Hi Jakub, Willem,
On 01/08/2025 20:16, Jakub Kicinski wrote:
We keep seeing flakes on packetdrill on debug kernels, while non-debug kernels are stable, not a single flake in 200 runs. Time to give up, debug kernels appear to suffer from 10msec latency spikes and any timing-sensitive test is bound to flake.
Thank you for the patch!
Another solution might be to increase the tolerance, but I don't think it will fix all issues. I quickly looked at the last 100 runs, and I think most failures might be fixed by a higher tolerance, e.g.
# tcp_ooo-before-and-after-accept.pkt:19: timing error: expected inbound packet at 0.101619 sec but happened at 0.115894 sec; tolerance 0.014000 sec
(0.275ms above the limit!)
On MPTCP, we used to have a very high tolerance with debug kernels (>0.5s) when public CIs were very limited in terms of CPU resources. I guess having a tolerance of 0.1s would be enough, but for these MPTCP packetdrill tests, I put 0.2s for the tolerance with a debug kernel, just to be on the safe side.
Still, I think increasing the tolerance would not fix all issues.

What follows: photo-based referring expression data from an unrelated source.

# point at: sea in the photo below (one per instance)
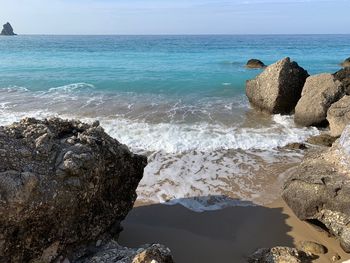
(180, 100)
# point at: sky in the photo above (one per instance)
(177, 16)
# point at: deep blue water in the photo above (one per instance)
(171, 65)
(178, 99)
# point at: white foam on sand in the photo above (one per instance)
(203, 164)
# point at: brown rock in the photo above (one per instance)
(319, 190)
(323, 139)
(319, 93)
(346, 63)
(278, 88)
(62, 185)
(280, 255)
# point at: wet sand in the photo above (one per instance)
(227, 235)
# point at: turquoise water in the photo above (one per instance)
(172, 65)
(178, 99)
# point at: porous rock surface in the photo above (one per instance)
(320, 189)
(319, 93)
(114, 253)
(338, 116)
(280, 255)
(346, 63)
(62, 184)
(278, 88)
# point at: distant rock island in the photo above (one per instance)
(7, 30)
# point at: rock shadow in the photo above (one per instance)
(230, 234)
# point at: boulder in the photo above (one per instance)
(338, 116)
(7, 30)
(343, 76)
(319, 190)
(62, 185)
(323, 139)
(255, 64)
(114, 253)
(346, 63)
(319, 93)
(278, 88)
(280, 255)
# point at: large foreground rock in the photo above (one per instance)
(320, 189)
(7, 30)
(338, 116)
(346, 63)
(62, 185)
(319, 93)
(278, 88)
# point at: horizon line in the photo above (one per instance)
(188, 34)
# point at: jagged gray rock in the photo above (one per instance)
(114, 253)
(62, 185)
(280, 255)
(320, 189)
(346, 63)
(343, 76)
(338, 116)
(278, 88)
(7, 30)
(319, 93)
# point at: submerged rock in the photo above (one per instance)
(338, 116)
(113, 253)
(62, 185)
(7, 30)
(255, 64)
(280, 255)
(320, 189)
(346, 63)
(319, 93)
(323, 139)
(278, 88)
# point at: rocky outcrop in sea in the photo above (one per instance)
(66, 186)
(7, 30)
(278, 88)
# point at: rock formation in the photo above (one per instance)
(280, 255)
(319, 93)
(255, 64)
(320, 189)
(346, 63)
(343, 76)
(62, 185)
(338, 116)
(113, 253)
(7, 30)
(278, 88)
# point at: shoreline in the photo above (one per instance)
(226, 235)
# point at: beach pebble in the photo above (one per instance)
(312, 247)
(335, 258)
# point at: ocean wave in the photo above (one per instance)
(72, 87)
(14, 89)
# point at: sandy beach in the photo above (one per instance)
(227, 235)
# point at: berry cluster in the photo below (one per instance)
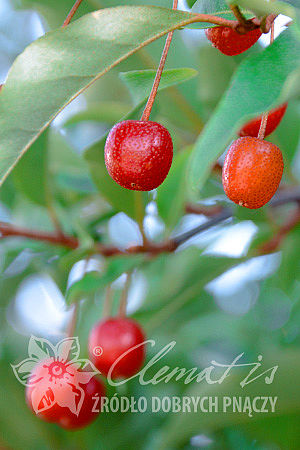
(138, 156)
(122, 354)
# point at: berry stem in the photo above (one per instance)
(151, 99)
(72, 13)
(107, 306)
(238, 14)
(264, 120)
(124, 296)
(139, 212)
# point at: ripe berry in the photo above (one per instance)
(252, 172)
(114, 337)
(89, 411)
(138, 154)
(274, 118)
(229, 42)
(59, 386)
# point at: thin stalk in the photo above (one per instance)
(139, 212)
(151, 99)
(264, 120)
(72, 13)
(124, 296)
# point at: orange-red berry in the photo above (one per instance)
(61, 393)
(121, 341)
(138, 154)
(229, 42)
(274, 118)
(252, 172)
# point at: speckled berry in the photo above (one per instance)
(274, 118)
(138, 154)
(229, 42)
(252, 172)
(117, 338)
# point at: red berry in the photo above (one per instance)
(229, 42)
(274, 118)
(59, 386)
(252, 172)
(138, 154)
(90, 409)
(114, 337)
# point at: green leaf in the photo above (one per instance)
(92, 281)
(263, 7)
(122, 199)
(216, 7)
(107, 112)
(139, 82)
(56, 68)
(261, 82)
(30, 174)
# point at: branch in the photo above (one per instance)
(72, 13)
(71, 242)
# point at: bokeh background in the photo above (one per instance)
(213, 296)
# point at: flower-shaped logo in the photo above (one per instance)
(54, 374)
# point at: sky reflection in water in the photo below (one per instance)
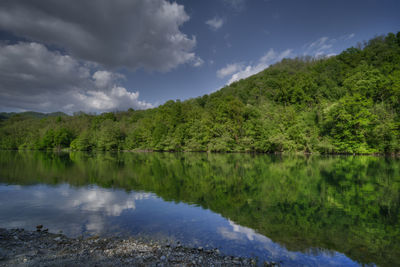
(318, 211)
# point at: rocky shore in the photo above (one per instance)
(19, 247)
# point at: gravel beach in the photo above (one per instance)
(19, 247)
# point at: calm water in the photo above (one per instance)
(313, 211)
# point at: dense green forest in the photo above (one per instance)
(349, 103)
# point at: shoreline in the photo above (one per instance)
(19, 247)
(283, 153)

On MPTCP side, the latency introduced by debug kernel caused unexpected retransmissions due to too low RTO. I took the time to make sure injected packets were always done with enough delay, but with the TCP packetdrill tests here, it is possibly not enough to do that when I look at some recent errors, e.g.

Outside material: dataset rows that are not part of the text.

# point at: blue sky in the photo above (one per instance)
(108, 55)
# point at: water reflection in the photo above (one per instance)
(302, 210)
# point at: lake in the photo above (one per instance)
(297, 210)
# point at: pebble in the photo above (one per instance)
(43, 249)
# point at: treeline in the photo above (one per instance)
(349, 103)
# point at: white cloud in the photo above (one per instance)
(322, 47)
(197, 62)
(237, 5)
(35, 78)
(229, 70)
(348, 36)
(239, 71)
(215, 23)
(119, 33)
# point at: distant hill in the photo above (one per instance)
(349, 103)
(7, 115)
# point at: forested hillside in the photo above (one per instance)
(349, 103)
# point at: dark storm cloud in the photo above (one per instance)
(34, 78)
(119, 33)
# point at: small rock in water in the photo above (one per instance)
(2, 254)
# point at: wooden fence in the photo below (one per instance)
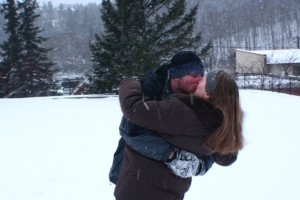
(270, 82)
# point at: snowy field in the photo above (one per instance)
(62, 149)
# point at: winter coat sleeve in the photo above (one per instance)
(226, 159)
(169, 116)
(145, 141)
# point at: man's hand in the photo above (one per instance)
(186, 164)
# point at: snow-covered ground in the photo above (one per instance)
(62, 149)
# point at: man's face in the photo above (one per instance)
(186, 84)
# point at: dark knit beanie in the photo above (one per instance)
(210, 80)
(185, 63)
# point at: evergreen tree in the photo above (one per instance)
(139, 36)
(25, 69)
(37, 70)
(10, 49)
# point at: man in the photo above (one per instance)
(181, 75)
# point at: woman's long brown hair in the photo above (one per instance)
(228, 137)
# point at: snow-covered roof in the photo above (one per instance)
(281, 56)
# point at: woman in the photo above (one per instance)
(207, 124)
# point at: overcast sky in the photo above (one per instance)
(57, 2)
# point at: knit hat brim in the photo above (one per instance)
(194, 67)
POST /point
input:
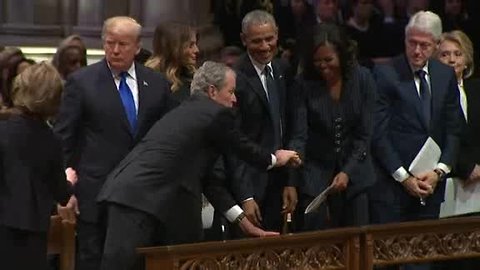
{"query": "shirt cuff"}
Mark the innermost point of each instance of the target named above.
(400, 175)
(444, 167)
(232, 213)
(274, 161)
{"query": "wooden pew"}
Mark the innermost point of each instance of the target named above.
(333, 249)
(61, 240)
(421, 241)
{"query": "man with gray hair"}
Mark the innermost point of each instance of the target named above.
(154, 196)
(262, 86)
(417, 99)
(107, 108)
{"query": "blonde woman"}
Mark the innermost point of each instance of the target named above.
(456, 49)
(175, 55)
(32, 177)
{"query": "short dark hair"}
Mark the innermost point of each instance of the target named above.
(333, 35)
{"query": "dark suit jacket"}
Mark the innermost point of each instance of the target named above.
(400, 131)
(163, 174)
(335, 136)
(32, 177)
(255, 120)
(94, 127)
(469, 146)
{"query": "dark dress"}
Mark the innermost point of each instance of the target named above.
(332, 137)
(31, 180)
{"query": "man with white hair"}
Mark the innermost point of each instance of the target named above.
(154, 194)
(107, 108)
(417, 99)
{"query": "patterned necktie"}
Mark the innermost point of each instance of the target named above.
(128, 101)
(274, 103)
(425, 96)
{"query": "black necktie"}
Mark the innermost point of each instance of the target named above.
(425, 96)
(274, 102)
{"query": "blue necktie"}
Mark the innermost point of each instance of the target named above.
(128, 102)
(274, 102)
(425, 96)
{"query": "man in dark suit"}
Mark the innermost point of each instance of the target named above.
(261, 94)
(107, 108)
(154, 195)
(417, 99)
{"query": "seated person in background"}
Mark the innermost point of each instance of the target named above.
(68, 59)
(31, 168)
(154, 194)
(332, 129)
(175, 55)
(229, 55)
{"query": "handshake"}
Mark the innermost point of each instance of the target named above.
(287, 157)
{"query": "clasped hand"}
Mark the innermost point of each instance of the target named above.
(287, 157)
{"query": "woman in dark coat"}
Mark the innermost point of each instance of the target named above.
(175, 55)
(32, 177)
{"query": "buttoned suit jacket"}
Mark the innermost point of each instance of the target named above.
(329, 146)
(94, 128)
(400, 128)
(255, 120)
(167, 171)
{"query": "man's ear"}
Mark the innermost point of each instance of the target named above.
(211, 91)
(243, 38)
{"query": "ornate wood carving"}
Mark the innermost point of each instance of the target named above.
(315, 257)
(426, 245)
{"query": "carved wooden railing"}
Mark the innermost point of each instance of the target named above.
(420, 241)
(334, 249)
(351, 248)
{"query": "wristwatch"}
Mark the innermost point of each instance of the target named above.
(239, 218)
(440, 173)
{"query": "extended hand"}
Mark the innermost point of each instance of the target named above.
(474, 176)
(251, 230)
(252, 211)
(71, 175)
(429, 179)
(417, 188)
(287, 156)
(340, 181)
(289, 199)
(70, 211)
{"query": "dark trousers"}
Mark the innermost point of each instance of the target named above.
(128, 229)
(90, 241)
(22, 250)
(397, 210)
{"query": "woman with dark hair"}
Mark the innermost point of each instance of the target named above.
(332, 129)
(175, 55)
(32, 177)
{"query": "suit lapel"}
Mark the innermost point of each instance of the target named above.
(110, 90)
(437, 84)
(143, 88)
(246, 67)
(407, 82)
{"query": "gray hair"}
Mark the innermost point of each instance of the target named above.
(257, 17)
(427, 22)
(124, 21)
(210, 73)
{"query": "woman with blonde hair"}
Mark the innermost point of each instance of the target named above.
(32, 177)
(456, 49)
(175, 55)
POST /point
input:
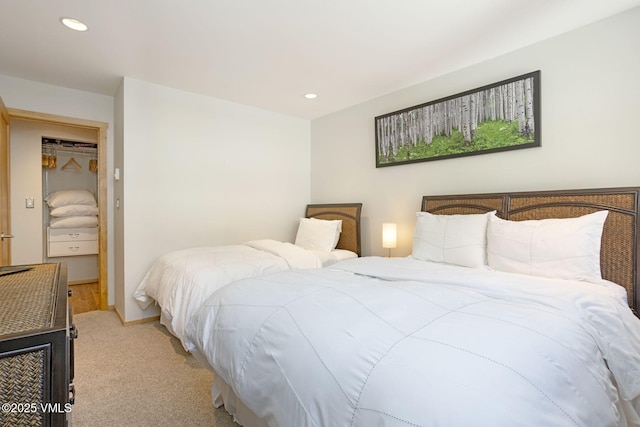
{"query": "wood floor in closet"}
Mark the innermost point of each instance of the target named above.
(85, 297)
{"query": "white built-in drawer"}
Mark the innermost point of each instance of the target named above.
(72, 241)
(72, 234)
(82, 247)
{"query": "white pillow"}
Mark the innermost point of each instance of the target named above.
(70, 197)
(74, 210)
(565, 248)
(451, 239)
(74, 222)
(318, 234)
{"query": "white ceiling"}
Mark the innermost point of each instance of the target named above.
(269, 53)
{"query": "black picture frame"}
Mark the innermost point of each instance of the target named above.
(497, 117)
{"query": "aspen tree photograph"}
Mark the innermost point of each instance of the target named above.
(497, 117)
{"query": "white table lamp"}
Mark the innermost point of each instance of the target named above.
(389, 236)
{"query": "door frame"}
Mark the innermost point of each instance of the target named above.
(101, 132)
(5, 199)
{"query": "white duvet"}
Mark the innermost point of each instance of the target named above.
(401, 342)
(180, 281)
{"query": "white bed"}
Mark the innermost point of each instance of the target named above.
(180, 281)
(535, 339)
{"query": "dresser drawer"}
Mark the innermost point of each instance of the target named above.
(72, 234)
(82, 247)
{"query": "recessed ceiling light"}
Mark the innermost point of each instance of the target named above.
(74, 24)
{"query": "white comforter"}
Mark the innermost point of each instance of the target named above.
(180, 281)
(401, 342)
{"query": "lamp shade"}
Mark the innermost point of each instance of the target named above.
(389, 235)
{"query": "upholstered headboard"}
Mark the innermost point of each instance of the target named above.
(619, 249)
(349, 213)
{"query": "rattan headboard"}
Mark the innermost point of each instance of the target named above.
(349, 213)
(619, 250)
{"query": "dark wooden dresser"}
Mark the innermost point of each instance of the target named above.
(36, 347)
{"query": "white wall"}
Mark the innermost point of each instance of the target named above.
(38, 97)
(200, 171)
(590, 90)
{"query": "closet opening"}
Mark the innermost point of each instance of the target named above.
(27, 128)
(70, 211)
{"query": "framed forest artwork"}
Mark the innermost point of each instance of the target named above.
(497, 117)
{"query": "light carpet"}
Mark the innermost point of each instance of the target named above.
(138, 375)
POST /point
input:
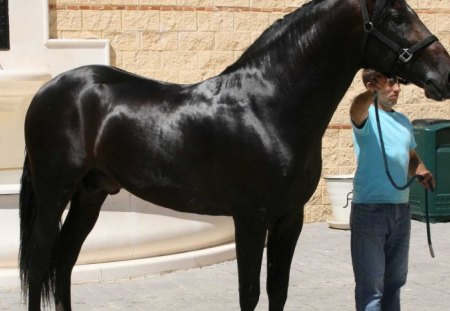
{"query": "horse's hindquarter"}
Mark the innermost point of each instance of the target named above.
(201, 151)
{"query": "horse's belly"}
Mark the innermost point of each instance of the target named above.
(181, 201)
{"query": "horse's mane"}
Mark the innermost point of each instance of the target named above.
(273, 39)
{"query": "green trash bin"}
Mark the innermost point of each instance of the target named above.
(433, 147)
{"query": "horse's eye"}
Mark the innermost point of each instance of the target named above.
(397, 18)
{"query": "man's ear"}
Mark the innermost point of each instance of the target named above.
(372, 87)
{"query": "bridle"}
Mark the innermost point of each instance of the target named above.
(403, 55)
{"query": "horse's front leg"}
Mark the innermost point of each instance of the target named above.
(282, 239)
(250, 231)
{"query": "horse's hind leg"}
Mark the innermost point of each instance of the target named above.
(250, 234)
(282, 239)
(82, 216)
(37, 257)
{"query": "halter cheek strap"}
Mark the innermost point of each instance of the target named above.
(404, 55)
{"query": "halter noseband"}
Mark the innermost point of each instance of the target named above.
(404, 55)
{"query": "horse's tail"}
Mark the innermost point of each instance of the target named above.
(27, 211)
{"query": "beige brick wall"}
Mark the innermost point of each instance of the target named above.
(186, 41)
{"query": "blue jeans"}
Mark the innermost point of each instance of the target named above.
(380, 235)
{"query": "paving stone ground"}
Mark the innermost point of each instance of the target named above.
(321, 279)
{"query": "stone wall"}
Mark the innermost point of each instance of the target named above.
(186, 41)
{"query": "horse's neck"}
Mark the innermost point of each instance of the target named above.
(314, 68)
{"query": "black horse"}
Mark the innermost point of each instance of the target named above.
(246, 143)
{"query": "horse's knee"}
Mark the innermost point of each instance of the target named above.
(277, 299)
(249, 297)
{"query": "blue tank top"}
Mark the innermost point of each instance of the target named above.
(371, 185)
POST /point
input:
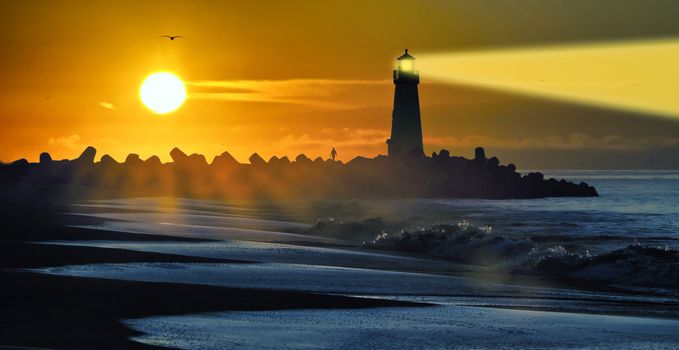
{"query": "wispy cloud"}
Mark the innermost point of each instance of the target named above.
(71, 142)
(313, 92)
(107, 105)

tcp_zerocopy_batch.pkt:26: error handling packet: live packet payload: expected 4000 bytes vs actual 5000 bytes
At the end, and as previously mentioned, these adaptations for debug kernel are perhaps not worth it: in this environment, it is probably enough to ignore packetdrill results and focus on kernel warnings.
Acked-by: Matthieu Baerts (NGI0) matttbe@kernel.org
Cheers, Matt